Bioinformatic analysis of the endolysin LysO78. (A) Phylogenetic analysis of LysO78 with other phage endolysins and plant chitinases. The proteins used for the phylogenetic analysis were chosen through sequence and structure similarity. The most similar proteins in terms of sequence are the Acinetobacter phages endolysins, shown by their UniPortKB identifier (ID). (B) Amino-acid sequences alignment of LysO78 with Acinetobacter bacteriophage endolysins and Salmonella typhimurium phage SPN1S endolysin (PDB ID: 4OK7). The amino acid homology equal to 100% are colored in deep blue; the amino acid homology equal or overtop to 75% are colored in magenta; the amino acid homology equal or overtop to 50% are colored in cyan. (C) Sequence conservation analysis of LysO78 and other phage endolysins. The basic amino acids (K, R, H) are colored in blue; the acidic amino acids (D, E) are colored in red; the nonpolar hydrophobic amino acids (A, V, L, I, P, W, F, M) are colored in black; the polar uncharged amino acids (C, G, Q, N, S, Y, T) are colored in green. (D,E) The overall structure of endolysin LysO78 is shown in two different orientations. The left panel presents a side view, while the front view is shown in the right panel. The large domain and small domain are colored in green and slate, while the two groove loops are shown in magenta and yellow. (F) The structure of endolysin LysO78 complexed with a pseudosubstrate. The overall structure is shown in cartoon and surface representations colored in blue and slate. The catalytic residues, E54 and E64, are shown in stick representation and colored in magenta, and the (GlcNAc)₄ molecule is shown in stick representation and colored in yellow.

Figure 5

Lytic activity of endolysin LysO78 and its mutants. The antimicrobial activity assay was performed using the WT endolysin LysO78 and various mutant enzymes. Absorbance at 600 nm was measured using E. coli APEC O78 as a substrate. Measurements were performed in triplicate for each sample and error bars were calculated from these measurements.
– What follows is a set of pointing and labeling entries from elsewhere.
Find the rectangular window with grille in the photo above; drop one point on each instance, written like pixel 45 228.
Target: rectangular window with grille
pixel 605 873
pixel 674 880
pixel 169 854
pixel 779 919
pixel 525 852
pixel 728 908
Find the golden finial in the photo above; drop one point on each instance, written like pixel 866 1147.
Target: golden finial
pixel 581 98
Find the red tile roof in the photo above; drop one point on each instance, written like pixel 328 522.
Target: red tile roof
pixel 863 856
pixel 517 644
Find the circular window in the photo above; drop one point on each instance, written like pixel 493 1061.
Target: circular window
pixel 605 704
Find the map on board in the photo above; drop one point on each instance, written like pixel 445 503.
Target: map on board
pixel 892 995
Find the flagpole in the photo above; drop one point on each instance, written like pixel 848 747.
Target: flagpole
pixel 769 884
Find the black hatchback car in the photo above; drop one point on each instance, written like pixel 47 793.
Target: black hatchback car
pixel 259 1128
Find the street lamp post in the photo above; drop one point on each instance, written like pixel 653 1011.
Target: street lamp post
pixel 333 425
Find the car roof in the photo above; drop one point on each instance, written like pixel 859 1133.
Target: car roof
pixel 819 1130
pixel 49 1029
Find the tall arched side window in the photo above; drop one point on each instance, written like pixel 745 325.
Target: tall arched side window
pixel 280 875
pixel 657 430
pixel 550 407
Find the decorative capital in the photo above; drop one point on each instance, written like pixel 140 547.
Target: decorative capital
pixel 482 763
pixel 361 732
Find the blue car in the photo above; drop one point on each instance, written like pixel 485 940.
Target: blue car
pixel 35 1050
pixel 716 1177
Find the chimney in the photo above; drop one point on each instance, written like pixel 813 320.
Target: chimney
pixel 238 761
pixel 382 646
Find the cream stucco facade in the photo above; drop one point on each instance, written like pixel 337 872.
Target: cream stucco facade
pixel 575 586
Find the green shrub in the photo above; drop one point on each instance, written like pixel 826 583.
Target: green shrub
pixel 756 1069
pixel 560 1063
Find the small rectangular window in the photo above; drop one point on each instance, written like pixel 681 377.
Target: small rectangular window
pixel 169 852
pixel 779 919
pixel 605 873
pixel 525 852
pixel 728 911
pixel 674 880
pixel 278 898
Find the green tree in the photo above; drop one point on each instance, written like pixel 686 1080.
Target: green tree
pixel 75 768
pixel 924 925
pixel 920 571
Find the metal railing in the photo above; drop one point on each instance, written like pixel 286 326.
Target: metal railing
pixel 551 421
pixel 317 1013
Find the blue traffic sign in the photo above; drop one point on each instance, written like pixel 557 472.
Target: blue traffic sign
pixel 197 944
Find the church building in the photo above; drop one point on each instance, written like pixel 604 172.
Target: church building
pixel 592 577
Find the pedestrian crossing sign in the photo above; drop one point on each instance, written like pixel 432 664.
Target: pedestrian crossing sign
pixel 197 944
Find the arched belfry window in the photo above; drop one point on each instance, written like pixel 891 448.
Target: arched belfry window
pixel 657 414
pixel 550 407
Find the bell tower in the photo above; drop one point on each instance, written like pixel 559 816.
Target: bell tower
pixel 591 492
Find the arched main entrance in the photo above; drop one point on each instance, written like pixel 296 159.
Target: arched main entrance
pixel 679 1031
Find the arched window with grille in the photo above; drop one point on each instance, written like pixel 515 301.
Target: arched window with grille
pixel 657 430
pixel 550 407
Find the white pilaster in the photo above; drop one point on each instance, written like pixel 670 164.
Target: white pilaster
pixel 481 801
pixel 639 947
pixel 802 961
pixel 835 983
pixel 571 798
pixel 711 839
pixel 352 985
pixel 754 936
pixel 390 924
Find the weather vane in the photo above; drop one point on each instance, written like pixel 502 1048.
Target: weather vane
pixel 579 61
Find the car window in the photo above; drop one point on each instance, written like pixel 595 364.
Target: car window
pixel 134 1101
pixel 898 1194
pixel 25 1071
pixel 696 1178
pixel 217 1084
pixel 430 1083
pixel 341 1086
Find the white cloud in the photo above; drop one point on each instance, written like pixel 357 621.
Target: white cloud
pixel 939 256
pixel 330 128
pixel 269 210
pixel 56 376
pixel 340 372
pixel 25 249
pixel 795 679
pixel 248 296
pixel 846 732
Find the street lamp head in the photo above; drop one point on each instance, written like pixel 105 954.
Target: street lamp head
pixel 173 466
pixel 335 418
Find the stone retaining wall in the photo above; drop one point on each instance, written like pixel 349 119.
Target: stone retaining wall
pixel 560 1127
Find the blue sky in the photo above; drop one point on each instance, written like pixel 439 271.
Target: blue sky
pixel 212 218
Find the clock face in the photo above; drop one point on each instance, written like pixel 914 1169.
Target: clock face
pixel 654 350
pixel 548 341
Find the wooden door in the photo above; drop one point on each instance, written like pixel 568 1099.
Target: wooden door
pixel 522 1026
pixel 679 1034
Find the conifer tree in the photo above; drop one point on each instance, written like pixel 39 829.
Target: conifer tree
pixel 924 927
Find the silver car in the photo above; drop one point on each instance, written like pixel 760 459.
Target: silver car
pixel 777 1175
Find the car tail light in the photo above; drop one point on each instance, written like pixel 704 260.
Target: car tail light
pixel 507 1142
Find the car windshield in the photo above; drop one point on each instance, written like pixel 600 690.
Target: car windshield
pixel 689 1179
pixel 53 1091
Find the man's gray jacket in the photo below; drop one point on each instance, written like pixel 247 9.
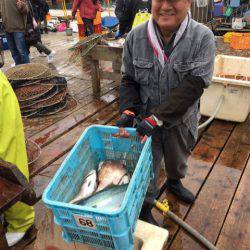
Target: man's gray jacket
pixel 147 88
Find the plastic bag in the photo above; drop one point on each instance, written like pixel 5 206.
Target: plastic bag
pixel 201 3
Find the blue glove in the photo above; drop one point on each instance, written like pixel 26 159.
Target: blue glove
pixel 118 34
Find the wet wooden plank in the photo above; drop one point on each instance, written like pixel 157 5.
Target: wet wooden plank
pixel 200 163
pixel 36 125
pixel 63 144
pixel 64 125
pixel 39 183
pixel 52 168
pixel 106 53
pixel 49 234
pixel 235 233
pixel 209 211
pixel 10 194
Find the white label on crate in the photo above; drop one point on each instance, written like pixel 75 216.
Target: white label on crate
pixel 84 221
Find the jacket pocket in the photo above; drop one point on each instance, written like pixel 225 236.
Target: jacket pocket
pixel 186 67
pixel 142 70
pixel 180 70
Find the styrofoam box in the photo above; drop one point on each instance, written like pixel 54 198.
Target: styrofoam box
pixel 231 78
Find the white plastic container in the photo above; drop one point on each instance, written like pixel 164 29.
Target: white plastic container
pixel 231 79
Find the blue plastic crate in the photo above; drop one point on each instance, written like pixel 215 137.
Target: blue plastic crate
pixel 100 228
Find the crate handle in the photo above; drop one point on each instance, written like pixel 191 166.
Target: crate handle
pixel 121 134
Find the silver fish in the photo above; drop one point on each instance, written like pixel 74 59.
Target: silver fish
pixel 109 199
pixel 88 187
pixel 112 173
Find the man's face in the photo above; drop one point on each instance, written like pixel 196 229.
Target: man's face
pixel 169 14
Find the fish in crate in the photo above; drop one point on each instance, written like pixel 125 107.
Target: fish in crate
pixel 105 187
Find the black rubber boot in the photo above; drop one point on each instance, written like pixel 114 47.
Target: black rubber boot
pixel 146 214
pixel 176 187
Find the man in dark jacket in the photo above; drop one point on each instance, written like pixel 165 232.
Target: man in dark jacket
pixel 126 11
pixel 167 62
pixel 14 16
pixel 88 10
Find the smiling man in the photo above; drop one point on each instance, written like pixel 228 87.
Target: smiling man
pixel 167 62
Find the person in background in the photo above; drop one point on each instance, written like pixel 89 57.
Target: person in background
pixel 88 10
pixel 14 16
pixel 20 217
pixel 126 11
pixel 35 31
pixel 40 9
pixel 167 63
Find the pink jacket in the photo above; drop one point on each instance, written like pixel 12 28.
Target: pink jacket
pixel 87 8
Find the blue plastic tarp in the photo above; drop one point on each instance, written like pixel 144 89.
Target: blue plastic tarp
pixel 109 21
pixel 234 3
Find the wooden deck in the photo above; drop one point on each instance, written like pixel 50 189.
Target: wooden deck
pixel 218 174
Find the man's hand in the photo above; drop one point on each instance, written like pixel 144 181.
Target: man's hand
pixel 147 127
pixel 73 16
pixel 126 120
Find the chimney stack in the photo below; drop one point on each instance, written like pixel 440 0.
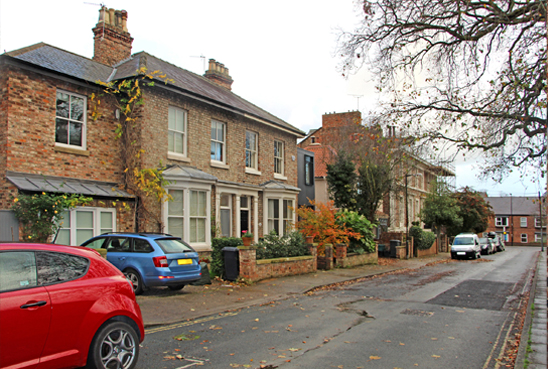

The decrease (%) in optical density at 600 nm (OD600) = (1 − absorbance of the bacterial suspension at the end of each treatment/absorbance at the beginning of each treatment) × 100%.

Figure 6

The purification and lytic activity of the endolysin LysO78. (A) Purified LysO78. (B) Saturation curve of the endolysin LysO78 activity. The X and Y axes display the amount of endolysin added and the corresponding activity measured, respectively. Each data point corresponds to the average value of triplicate samples. The linear region was calculated by the maximalization of the determination coefficient (R²) of the linear regression, and the corresponding slope was a measure of the total endolysin LysO78 activity (units/mg). (C) The influence of pH on the lytic activity of LysO78. (D) Temperature stability of endolysin LysO78. Proteins were initially treated at different temperatures for 1 h and then the lysis activity was detected at 28 °C in buffer (50 mM Tris–HCl, 300 mM NaCl, and 10% glycerol; pH = 8.0). (E) Lytic spectrum of LysO78. In (C,E), the decrease (%) in optical density at 600 nm (OD600) = (1 − absorbance of the bacterial suspension at the end of each treatment/absorbance at the beginning of each treatment) × 100%. Each data point and associated error bars correspond to the average of triplicate samples.